March 26, 2010

NYTimes Art in Review: Paschke, Hafif

 Ed Paschke at Gagosian, installation view.

"Ed Paschke," curated by his former studio assistant Jeff Koons. Gagosian Gallery, New York, NY. Through April 24. Ken Johnson reports: Imagine a phosphorescent underground peopled by pimps, strippers, hustlers, wrestlers, fetishists and other lavishly accessorized miscreants from the lower depths of American society. Though clearly derived from photographic sources, Mr. Paschke’s portraits of such outsider luminaries are simplified, irradiated from within and cast in sickly colors, as if he’d envisioned them in fever dreams. In the late ’80s Mr. Paschke began painting images that looked as if they were broadcast by a television on acid, with lines of neon-bright visual static coursing over the ghostly heads of vaguely menacing men. Few painters have captured the shifty, electric spirit of postindustrial capitalism so vividly.


 Marcia Hafif, "Black Painting: Ultramarine Blue and Burnt Umber II," 1979-80, oil on canvas, 215 x 200 cm.
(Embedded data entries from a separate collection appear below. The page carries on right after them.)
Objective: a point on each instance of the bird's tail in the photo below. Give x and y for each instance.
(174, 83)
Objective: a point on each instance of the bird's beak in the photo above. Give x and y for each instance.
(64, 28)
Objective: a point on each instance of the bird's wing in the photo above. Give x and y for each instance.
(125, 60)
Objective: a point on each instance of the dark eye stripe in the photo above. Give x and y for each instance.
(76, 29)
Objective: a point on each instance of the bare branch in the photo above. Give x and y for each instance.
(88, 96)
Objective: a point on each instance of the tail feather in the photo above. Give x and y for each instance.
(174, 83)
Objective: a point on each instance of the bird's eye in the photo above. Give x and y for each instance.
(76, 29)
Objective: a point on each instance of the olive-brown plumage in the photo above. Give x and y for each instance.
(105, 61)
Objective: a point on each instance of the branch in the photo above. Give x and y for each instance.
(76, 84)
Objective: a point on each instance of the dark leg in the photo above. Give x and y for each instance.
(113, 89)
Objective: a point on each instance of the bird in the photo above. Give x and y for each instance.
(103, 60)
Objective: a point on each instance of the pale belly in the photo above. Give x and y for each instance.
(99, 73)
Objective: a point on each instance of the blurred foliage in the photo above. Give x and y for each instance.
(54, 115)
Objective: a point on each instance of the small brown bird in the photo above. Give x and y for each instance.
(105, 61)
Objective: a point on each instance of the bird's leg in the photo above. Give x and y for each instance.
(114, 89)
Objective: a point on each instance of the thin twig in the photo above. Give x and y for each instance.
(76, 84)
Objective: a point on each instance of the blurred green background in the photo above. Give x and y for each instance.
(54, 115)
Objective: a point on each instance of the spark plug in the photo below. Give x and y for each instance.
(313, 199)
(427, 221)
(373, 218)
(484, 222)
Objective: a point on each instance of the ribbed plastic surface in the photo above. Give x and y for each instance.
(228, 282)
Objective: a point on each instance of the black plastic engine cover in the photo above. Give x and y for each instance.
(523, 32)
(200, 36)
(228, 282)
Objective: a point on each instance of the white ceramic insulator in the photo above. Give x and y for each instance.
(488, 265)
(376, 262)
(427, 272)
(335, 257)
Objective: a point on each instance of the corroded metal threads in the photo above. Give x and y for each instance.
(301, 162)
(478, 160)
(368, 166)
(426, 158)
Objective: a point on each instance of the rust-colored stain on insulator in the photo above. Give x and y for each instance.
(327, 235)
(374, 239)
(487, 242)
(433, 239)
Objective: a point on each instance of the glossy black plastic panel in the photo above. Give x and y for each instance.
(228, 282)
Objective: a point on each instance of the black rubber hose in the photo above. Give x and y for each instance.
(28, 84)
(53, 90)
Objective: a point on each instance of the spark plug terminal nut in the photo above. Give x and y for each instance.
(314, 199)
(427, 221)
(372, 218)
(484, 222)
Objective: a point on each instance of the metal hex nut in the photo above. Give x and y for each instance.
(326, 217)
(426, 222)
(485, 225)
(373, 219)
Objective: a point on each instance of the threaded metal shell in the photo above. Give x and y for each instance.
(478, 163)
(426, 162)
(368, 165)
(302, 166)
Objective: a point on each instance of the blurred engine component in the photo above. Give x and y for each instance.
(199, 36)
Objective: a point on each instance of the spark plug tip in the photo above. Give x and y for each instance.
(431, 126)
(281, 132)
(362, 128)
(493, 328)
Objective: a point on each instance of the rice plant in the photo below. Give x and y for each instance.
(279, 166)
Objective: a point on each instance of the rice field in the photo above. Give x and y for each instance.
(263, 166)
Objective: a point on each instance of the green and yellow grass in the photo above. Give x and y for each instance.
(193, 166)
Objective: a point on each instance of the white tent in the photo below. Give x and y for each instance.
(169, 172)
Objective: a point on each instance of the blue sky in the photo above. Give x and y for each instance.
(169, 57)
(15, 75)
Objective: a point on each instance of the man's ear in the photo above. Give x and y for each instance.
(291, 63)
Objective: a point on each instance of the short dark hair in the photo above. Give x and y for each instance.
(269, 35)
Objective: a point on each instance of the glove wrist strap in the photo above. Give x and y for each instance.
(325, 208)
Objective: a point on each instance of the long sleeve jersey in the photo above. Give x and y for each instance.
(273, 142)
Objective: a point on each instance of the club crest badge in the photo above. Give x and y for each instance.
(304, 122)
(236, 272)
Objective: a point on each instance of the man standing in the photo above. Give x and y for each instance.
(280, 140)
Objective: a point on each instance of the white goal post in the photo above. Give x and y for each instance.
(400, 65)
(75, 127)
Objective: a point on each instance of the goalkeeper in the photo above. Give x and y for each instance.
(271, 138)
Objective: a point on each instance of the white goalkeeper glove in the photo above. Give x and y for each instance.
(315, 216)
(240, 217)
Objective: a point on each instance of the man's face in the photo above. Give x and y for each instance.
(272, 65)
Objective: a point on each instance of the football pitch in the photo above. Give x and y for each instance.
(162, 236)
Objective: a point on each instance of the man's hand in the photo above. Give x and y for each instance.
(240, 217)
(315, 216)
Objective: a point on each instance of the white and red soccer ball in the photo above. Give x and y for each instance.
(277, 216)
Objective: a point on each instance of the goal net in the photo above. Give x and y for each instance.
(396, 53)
"Marcia Hafif: From the Inventory: Black Paintings, 1979-1980," Newman Popiashvili Gallery, Chelsea. Through April 3. Roberta Smith reports: As usual Hafif simply wanted to put brush to canvas, leaving a certain mark in a certain color and proceeding from one stroke to the next, beside or over its predecessor, until the entire surface was covered to her liking, in a process both devotional and workmanlike. The colors she used here include the darkest of ultramarine blues and burnt umbers applied in loose, substantial strokes that give the surfaces a feathery softness. Each of the four paintings here, all measuring 7 feet by 6 ½ feet, has its own qualities of tone and texture, nearness and farness, like various night skies. Their differences, while subtle, emerge without undue taxation and with a deeply characteristic Hafifian earnestness that seems to say: Just do it and mean it; it will be new enough.